Il vient d’une vieille famille aristocratique et catholique (son aïeul était l’ami et le conseiller de Pie X). Il a bifurqué, étant étudiant, vers le parti d’unité prolétarienne pour le communisme, avant de passer par l’écologie pour atterrir au centre gauche. C’est le bobo romain type, marié depuis trente ans à une architecte pour qui les épures comptent plus que les enfants. N’étant pas dans le secret des alcôves, il m’est difficile de savoir ici encore si elle est bréhaigne physiquement ou bréhaigne d’idéologie.
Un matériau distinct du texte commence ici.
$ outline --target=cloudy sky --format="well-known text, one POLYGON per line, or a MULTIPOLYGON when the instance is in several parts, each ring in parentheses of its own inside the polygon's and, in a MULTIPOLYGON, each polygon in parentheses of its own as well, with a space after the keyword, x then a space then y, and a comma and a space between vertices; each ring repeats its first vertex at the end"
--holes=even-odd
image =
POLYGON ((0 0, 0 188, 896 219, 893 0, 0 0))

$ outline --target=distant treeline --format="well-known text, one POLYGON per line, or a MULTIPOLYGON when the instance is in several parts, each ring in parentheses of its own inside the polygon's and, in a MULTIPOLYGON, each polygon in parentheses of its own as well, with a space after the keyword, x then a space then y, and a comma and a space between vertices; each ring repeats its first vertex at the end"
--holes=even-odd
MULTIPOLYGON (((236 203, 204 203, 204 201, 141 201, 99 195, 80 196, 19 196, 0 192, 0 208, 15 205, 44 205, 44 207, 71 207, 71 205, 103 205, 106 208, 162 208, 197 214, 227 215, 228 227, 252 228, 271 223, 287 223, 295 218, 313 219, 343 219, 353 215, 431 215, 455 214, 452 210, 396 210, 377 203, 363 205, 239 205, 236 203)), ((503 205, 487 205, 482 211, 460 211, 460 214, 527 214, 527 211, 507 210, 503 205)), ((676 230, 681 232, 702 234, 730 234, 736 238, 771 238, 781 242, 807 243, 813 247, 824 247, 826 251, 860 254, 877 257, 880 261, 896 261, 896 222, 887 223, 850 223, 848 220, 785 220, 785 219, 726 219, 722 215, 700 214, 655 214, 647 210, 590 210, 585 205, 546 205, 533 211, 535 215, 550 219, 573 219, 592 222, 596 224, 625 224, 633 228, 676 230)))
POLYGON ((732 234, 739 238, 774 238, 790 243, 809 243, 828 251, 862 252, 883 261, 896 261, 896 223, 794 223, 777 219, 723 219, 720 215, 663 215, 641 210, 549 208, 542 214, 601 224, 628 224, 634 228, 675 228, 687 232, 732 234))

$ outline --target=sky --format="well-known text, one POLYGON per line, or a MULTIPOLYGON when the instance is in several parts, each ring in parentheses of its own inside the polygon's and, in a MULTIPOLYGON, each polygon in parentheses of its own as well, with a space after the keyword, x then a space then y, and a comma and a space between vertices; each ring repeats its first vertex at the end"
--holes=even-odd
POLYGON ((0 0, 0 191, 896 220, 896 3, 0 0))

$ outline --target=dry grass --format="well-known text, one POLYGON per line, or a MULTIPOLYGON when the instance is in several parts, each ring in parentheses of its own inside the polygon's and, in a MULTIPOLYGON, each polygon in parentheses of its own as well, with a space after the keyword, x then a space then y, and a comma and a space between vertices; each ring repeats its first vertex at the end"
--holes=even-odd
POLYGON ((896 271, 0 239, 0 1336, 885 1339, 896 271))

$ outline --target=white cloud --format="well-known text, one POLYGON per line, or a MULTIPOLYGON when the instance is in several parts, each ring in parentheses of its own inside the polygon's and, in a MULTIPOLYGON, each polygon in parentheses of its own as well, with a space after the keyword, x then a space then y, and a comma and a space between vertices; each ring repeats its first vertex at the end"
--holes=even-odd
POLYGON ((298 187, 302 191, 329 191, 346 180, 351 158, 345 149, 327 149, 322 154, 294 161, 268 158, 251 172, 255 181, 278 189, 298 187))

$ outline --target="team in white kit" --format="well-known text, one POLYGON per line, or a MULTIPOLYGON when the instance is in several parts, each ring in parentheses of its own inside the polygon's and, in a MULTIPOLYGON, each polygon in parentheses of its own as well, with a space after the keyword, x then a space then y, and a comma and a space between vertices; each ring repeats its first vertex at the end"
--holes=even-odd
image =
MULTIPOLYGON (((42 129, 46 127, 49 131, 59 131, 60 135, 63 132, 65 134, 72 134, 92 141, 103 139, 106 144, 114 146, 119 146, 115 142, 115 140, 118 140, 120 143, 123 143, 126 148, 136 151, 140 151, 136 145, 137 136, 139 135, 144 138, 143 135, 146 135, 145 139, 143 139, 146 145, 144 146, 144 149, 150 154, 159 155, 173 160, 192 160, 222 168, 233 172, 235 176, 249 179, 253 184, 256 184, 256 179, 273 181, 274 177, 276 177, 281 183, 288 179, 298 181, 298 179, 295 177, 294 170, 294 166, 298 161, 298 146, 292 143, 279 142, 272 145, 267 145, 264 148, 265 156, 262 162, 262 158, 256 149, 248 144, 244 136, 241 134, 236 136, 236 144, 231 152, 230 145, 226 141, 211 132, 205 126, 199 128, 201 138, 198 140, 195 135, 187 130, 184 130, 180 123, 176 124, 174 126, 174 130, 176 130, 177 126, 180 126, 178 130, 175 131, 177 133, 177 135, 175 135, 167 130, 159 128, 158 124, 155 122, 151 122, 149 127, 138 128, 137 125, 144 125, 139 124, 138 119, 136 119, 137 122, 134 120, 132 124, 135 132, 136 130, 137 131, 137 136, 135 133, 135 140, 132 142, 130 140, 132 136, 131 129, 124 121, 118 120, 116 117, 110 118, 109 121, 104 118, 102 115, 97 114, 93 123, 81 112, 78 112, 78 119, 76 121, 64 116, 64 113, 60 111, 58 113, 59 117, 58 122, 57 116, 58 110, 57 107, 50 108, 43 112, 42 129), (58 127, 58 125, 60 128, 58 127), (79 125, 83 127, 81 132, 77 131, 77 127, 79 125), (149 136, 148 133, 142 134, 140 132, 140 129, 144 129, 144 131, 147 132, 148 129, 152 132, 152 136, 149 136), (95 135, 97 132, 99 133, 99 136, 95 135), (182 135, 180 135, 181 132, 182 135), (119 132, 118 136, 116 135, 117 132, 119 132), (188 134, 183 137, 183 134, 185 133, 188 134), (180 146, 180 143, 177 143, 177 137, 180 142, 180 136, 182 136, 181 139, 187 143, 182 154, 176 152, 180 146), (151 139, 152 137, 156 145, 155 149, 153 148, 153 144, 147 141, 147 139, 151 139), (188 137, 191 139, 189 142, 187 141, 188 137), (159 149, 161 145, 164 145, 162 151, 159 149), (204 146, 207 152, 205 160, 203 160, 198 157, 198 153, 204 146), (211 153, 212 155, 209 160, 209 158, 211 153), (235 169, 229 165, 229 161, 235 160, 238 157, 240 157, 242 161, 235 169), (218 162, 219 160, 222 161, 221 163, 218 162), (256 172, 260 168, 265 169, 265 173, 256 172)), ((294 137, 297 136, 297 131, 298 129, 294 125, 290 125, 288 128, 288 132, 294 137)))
Tout ce que l’on peut constater est que cette aristocratie prouve son caractère suicidaire en refusant de se perpétuer.
 

Xavier Bettel, l’idéologue suicidaire

 
Pour le Luxembourgeois Xavier Bettel, c’est sûr, il a choisi de ne pas procréer, puisque c’est un militant homosexualiste qui a imposé au très catholique Grand Duché du Luxembourg un ensemble de réformes sociétales si extrémistes que le Grand Duc Henri a demandé une réforme de la Constitution afin de ne pas être obligé de les contresigner. L’homme est marié, devant le maire sinon devant Dieu, dans une union constitutivement et durablement stérile, image tutélaire d’un pays qui ne fait plus d’enfants et qui est le réceptacle d’une immigration galopante dont il espère qu’elle fera doubler la population en moins de trente ans.
 
Cela n’est pas anecdotique. Voilà cinq dirigeants représentatifs, par leur vie tranquillement débilitante, d’une Europe bréhaigne, d’une civilisation suicidaire. Dans son vocabulaire sinon dans sa pratique, François Hollande avait eu voilà cinq ans une intuition juste du besoin des peuples d’Europe : il leur faut une élite normale pour renouer avec une vie normale, une identité forte, des familles nombreuses, un destin prospère.